Le panel a réuni des représentants de six organismes de bassins transfrontaliers, illustrant la diversité et la maturité de l’expérience ouest-africaine en matière de gouvernance partagée de l’eau. Parmi les institutions représentées figuraient notamment l’Organisation pour la mise en valeur du fleuve Sénégal (OMVS), l’Autorité du Bassin du Niger (ABN), l’Autorité du Bassin de la Volta (ABV) et l’Organisation pour la mise en valeur du fleuve Gambie (OMVG), entre autres.

Alexis Kouassi a rappelé que chaque pays de la sous-région partage au moins un cours d’eau avec un ou plusieurs États voisins, une réalité qui rend indispensable la mise en place de mécanismes de gouvernance commune. Ces dispositifs permettent non seulement d’anticiper les tensions et de prévenir les conflits liés à l’eau, mais également de soutenir le développement local et régional, a-t-il souligné.

S’inscrivant dans le prolongement de la Convention des Nations Unies sur l’eau de 1992, les États ouest-africains ont progressivement mis en place des organismes de bassins transfrontaliers, avec l’appui de la CEDEAO à travers son Centre de gestion des ressources en eau. Cette approche concertée constitue aujourd’hui un socle important de la stabilité régionale et de l’intégration sous-régionale, a-t-il ajouté.

Ces échanges interviennent dans un contexte marqué par les préparatifs de la Conférence des Nations Unies sur l’eau. La réunion de haut niveau organisée à Dakar, en étroite collaboration avec l’État du Sénégal, permet d’harmoniser les positions de l’Afrique de l’Ouest et à renforcer sa voix collective sur la scène internationale.

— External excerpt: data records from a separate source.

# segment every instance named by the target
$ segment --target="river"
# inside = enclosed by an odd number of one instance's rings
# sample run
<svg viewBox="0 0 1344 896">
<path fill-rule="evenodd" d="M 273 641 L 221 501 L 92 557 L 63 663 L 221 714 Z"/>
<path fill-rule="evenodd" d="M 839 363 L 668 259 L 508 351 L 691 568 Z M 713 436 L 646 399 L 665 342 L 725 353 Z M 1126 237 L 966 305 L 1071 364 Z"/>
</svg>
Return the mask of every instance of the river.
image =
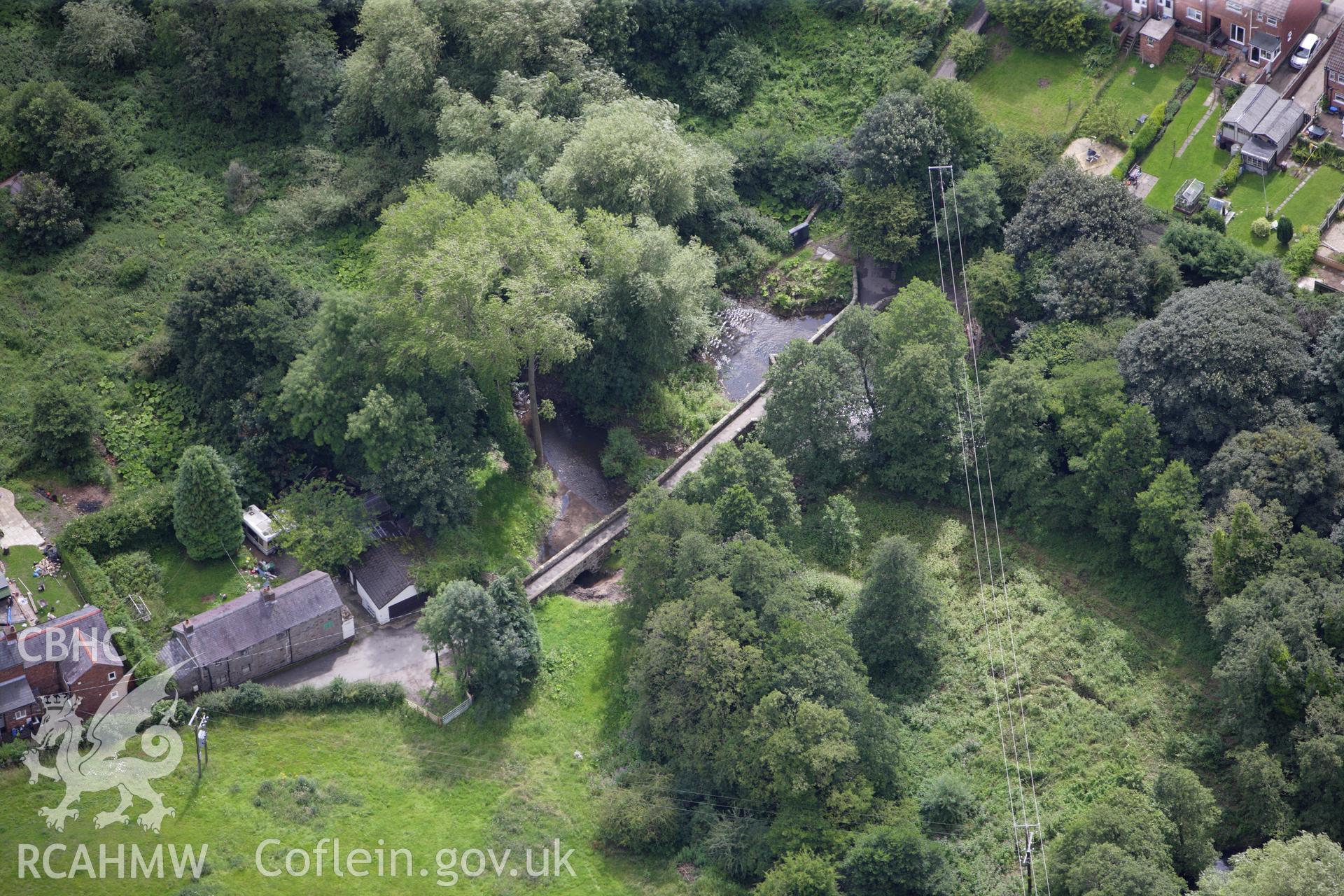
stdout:
<svg viewBox="0 0 1344 896">
<path fill-rule="evenodd" d="M 871 259 L 859 263 L 859 300 L 872 305 L 900 283 Z M 720 313 L 720 328 L 706 356 L 714 363 L 723 392 L 739 402 L 765 380 L 770 356 L 796 339 L 808 339 L 835 314 L 784 317 L 754 302 L 732 300 Z M 543 392 L 544 395 L 544 392 Z M 577 414 L 542 422 L 546 463 L 559 482 L 559 509 L 542 545 L 542 559 L 577 539 L 593 523 L 620 506 L 624 494 L 602 476 L 601 454 L 606 430 L 585 423 Z"/>
</svg>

Dans cette dynamique, la CEDEAO prévoit l’organisation du Forum régional de l’eau pour l’Afrique de l’Ouest, du 21 au 26 septembre 2026 à Abidjan, sous l’égide conjointe de la CEDEAO, de l’UEMOA et du CILSS. Ce rendez-vous régional devrait permettre d’élaborer un plaidoyer commun en amont de la Conférence des Nations Unies sur l’eau prévue à Abu Dhabi.

Les discussions porteront, entre autres, sur l’hydrodiplomatie, la prévention des conflits et le rôle stratégique de l’eau dans les politiques de développement. Pour la région, l’eau doit être placée au cœur des mécanismes de paix, de sécurité et de transformation économique, a insisté Alexis Kouassi.

Le thème retenu pour le Forum d’Abidjan, « L’eau pour transformer l’Afrique de l’Ouest », illustre cette vision. Il s’agit de dépasser l’approche de l’eau comme simple ressource pour en faire un levier de croissance, de cohésion sociale et d’intégration régionale. C’est ce message que l’Afrique de l’Ouest entend porter collectivement à la Conférence des Nations Unies sur l’eau.